Like many military takeovers before his, Jammeh promised a new, more open and just order where the fortunes of the less privileged, exploited class who grew up in unfinished, fixture-less brick "mansions" (his mother lived in one) usually owned by civil servants and well to do businessmen and women, will be reversed.

But unlike many other coups, the neophytes who constituted the Armed Forces Provisional Ruling Council (AFPRC) and led by Jammeh were unable to conceal their hatred, not only for the political class but for the members of the civil service class whom they hated even more.  So rounding them up in their offices and driven around town in open trucks just for the heck of it was a standard form of public humiliation.
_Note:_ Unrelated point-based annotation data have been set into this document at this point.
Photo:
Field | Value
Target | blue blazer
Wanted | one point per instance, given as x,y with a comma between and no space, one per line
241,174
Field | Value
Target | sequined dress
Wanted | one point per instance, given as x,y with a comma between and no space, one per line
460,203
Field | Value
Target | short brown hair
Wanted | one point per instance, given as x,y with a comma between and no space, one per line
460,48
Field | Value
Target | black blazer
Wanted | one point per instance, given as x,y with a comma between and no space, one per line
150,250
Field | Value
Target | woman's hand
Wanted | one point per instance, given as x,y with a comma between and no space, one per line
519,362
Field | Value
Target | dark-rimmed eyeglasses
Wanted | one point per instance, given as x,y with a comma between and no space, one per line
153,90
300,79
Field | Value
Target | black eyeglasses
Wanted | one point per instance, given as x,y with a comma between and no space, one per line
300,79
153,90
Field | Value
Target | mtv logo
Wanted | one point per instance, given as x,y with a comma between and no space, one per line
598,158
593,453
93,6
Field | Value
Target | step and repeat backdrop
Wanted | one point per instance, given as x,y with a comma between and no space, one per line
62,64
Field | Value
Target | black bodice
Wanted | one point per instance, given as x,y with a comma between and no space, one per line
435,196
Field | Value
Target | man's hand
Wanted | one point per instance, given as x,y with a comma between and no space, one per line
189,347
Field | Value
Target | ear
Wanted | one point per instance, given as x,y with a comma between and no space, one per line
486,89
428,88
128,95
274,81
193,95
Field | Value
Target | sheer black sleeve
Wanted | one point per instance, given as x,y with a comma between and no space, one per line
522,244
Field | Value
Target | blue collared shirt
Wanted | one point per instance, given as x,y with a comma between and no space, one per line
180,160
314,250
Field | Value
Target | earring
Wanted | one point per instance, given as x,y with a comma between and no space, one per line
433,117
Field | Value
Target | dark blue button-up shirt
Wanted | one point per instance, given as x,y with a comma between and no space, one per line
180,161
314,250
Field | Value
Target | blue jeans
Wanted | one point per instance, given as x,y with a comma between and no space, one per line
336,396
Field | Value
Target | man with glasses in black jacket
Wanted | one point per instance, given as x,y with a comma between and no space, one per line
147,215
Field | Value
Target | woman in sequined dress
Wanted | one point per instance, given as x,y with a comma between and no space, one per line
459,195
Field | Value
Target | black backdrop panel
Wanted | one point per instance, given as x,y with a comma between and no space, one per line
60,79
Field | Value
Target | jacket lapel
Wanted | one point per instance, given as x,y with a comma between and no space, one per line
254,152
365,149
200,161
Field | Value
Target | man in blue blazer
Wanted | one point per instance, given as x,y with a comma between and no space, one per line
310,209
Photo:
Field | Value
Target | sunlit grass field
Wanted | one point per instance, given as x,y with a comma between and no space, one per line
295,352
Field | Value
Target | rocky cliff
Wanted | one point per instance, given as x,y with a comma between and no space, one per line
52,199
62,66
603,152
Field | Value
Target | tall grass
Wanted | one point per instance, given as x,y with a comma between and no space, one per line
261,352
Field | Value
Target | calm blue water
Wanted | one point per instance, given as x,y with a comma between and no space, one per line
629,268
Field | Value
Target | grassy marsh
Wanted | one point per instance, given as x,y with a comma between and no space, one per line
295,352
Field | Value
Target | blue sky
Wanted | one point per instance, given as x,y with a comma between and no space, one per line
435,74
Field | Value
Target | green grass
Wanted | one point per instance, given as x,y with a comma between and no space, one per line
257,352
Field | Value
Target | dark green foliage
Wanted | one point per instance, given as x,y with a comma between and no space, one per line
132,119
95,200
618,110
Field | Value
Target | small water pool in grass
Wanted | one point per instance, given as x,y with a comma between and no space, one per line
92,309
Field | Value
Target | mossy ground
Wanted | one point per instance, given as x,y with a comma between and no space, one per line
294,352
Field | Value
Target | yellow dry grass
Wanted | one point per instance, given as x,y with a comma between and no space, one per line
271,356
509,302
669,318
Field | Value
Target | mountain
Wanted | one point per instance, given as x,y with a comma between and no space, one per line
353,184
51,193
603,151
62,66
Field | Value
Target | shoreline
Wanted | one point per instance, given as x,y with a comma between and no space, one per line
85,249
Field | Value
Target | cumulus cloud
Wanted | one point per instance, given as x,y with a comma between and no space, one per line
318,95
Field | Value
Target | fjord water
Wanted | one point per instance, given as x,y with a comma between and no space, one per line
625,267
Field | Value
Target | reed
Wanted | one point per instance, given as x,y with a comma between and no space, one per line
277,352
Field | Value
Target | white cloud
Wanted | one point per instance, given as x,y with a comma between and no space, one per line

The residents of Banjul, as a sign of approval, cheered and chased these trucks on their joy rides across town in glee and jubilation as Jammeh and his band of renegade soldiers dispensed their own version of commutative justice in reverse. They were delivering their promise to the people that those who were enjoying in the previous regime will suffer in the new order. That was the commencement of Jammeh's crusade to reverse the prevailing social order that he hated so much that led him to seizing power illegally.

Jammeh learned very early that his strong desire to mold The Gambia in his image cannot be achieved through democracy - a process that is slow and fraught with uncertainties.  A faster and unfettered route is through the accumulation of autocratic and dictatorial powers which he succeeded in accumulating with the help of the military and a rubber stamp National Assembly, in spite of the assurances he gave to Gambians at the time of the coup that he will not introduce military dictatorship.

This blog post is a first in a series of posts that will look at the various attempts at and components of Jammeh's social re-engineering crusade, and whether he was succeeded or not and the implications of moving forward in the reconstruction of our country once we rid the Gambia of the dictator.